Last week, after using the judicial process to disgorge internal Fox documents and take the sworn testimony of Fox producers, executives and television hosts, Dominion’s lawyers filed hundreds of pages of materials strongly indicating that it has the proverbial receipts. The conservative media powerhouse will be fortunate to avoid a jury’s verdict that it lied about Dominion,
that it knew it was lying, and that among its principal motivations for promoting lies was its perceived need to pander to the most untethered of its viewership, which keeps Fox’s bank books fat and Rupert Murdoch happy. To put it succinctly: Dominion’s court filings show that Fox is perfectly happy to traffic in falsehoods in order to preserve its cash flow.
For weeks following the 2020 election, Fox hosts hawked Donald Trump’s snake oil, fostering and repeating the fraudulent claim that Trump, not Joe Biden, had won the election. They endorsed, regurgitated and recycled the hogwash spewed by Trump lawyers Sidney Powell and Rudy Giuliani, and pillow salesman Mike Lindell, that Dominion had cooked the election in Biden’s favor using “software” and “algorithms,” changing Trump votes to Biden votes.
It was garbage, of course — and Fox knew it, as a ton of evidence from Fox’s own internal files makes quite clear. Fox host and money-machine Tucker Carlson admitted to his producer “Sidney Powell is lying,” acknowledging that what she was selling on Fox “news shows” was “ludicrous,” “totally off the rails” and “shockingly reckless.” One Fox reporter admitted to Fox’s chief political correspondent “It’s dangerously insane these conspiracy theories.” A Fox producer called the accusations against Dominion “complete BS.” The company’s senior vice president warned that this stuff was “mind-blowingly nuts”.

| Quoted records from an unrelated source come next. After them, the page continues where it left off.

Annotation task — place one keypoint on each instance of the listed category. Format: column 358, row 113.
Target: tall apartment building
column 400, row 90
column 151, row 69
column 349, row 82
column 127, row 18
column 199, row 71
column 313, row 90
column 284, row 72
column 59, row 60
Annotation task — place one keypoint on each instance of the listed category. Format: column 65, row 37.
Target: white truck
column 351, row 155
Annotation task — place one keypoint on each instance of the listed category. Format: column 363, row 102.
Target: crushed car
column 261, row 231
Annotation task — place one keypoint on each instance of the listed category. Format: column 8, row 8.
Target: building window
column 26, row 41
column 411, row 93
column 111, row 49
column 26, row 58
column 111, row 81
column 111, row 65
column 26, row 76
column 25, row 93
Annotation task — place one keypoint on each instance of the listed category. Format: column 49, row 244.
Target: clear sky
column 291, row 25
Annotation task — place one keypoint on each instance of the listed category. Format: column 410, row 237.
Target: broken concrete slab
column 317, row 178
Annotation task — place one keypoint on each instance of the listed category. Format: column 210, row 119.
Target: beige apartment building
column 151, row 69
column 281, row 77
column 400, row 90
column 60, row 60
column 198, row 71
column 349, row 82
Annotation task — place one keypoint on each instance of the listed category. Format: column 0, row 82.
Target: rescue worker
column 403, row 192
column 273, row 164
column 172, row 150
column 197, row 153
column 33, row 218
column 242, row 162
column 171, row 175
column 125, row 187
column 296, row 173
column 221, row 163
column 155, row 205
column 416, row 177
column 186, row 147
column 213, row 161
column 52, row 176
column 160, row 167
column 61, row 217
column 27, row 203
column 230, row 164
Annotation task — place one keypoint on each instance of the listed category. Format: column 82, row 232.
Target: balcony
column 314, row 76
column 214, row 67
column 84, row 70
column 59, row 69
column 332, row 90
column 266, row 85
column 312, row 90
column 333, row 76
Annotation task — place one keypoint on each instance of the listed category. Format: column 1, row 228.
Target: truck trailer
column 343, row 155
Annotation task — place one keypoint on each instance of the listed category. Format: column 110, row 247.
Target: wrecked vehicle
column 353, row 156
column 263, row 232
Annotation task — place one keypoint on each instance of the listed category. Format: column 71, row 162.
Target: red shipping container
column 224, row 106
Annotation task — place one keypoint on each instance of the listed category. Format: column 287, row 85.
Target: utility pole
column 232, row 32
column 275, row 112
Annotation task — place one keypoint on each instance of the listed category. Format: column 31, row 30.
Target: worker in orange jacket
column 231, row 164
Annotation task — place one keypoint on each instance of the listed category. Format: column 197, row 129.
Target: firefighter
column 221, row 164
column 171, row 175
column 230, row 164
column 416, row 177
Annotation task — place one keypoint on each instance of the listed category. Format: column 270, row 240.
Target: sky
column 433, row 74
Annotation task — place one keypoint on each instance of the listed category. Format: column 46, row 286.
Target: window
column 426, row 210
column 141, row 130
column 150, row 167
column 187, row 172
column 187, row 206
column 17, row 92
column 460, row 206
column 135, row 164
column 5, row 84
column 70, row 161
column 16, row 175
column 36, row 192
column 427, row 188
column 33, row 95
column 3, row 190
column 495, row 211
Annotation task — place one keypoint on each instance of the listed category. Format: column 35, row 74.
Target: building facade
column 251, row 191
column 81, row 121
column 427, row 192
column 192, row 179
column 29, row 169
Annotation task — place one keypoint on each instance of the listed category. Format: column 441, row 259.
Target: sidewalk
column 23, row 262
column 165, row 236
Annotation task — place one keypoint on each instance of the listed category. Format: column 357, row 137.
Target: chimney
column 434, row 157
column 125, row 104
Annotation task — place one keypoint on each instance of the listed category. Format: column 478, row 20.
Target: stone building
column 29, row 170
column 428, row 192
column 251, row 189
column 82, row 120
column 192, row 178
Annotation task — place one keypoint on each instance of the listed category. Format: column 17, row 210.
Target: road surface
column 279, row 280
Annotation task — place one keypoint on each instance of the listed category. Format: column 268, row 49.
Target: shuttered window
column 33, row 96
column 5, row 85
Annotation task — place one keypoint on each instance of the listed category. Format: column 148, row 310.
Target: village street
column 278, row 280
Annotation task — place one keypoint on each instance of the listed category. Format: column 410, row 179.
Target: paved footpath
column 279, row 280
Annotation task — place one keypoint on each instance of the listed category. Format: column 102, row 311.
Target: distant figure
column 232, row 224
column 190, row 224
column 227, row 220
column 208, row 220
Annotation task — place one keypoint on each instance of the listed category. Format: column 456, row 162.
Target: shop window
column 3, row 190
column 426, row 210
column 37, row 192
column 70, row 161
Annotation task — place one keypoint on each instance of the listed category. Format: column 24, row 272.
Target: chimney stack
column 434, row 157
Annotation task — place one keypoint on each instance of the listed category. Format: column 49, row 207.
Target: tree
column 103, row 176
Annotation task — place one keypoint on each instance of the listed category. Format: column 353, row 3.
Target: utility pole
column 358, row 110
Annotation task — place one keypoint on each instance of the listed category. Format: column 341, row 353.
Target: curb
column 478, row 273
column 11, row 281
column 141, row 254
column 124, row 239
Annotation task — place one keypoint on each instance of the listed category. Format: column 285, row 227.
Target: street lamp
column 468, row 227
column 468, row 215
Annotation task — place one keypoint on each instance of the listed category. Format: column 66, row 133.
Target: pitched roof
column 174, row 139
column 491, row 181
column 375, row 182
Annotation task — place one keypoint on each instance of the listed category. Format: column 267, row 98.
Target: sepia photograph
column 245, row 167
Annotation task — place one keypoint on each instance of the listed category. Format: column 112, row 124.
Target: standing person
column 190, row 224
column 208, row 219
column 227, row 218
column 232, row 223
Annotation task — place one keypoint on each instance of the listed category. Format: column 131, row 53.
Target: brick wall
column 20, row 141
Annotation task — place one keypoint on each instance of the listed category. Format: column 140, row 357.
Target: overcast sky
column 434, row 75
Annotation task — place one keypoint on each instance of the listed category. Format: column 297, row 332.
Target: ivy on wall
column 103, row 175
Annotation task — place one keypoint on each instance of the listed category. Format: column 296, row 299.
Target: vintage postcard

Fox’s internal factchecker stated simply that the allegations against Dominion were “incorrect.” Asked under oath about the claims published on Fox, the network’s own political editor replied “No reasonable person would have thought that.”
But that didn’t stop Fox from continuing its barrage of trash — because it concluded that if it didn’t, it would lose viewers, and revenue, to Newsmax, the fledgling ultra-conservative network that makes Fox look like the house organ of the Democratic National Committee. When Fox called the Arizona election for Biden on election night, the full fury of Trump World was unleashed on Fox, and Fox management panicked that its base would turn to Newsmax. “Do the executives understand how much credibility and trust we’ve lost with our audience?” an alarmed Carlson texted his producer. “We’re playing with fire for real… an alternative like Newsmax could be devastating to us.”
When a Fox reporter tweeted “There is no evidence that any voting system deleted or lost votes, changed votes or was in any way compromised,” Carlson was furious. “Please get her fired.
Seriously.” he texted colleague Sean Hannity. “It needs to stop immediately, like tonight. It’s measurably hurting the company. The stock price is down. Not a joke.” A Fox executive agreed. “She has serious nerve doing this,” he responded about the reporter-gone-rogue, “and if this gets picked up, viewers are going to be further disgusted.”
The next day, the reporter deleted her tweet.
“We can’t make people think we’ve turned against Trump,” one Fox executive admonished. Carlson’s producer made the same point, only slightly differently. “Many viewers were upset tonight that we didn’t cover election fraud,” he warned. “It’s all our viewers care about right now.” Turns out that the only fraud was that which Fox was promoting — for profit.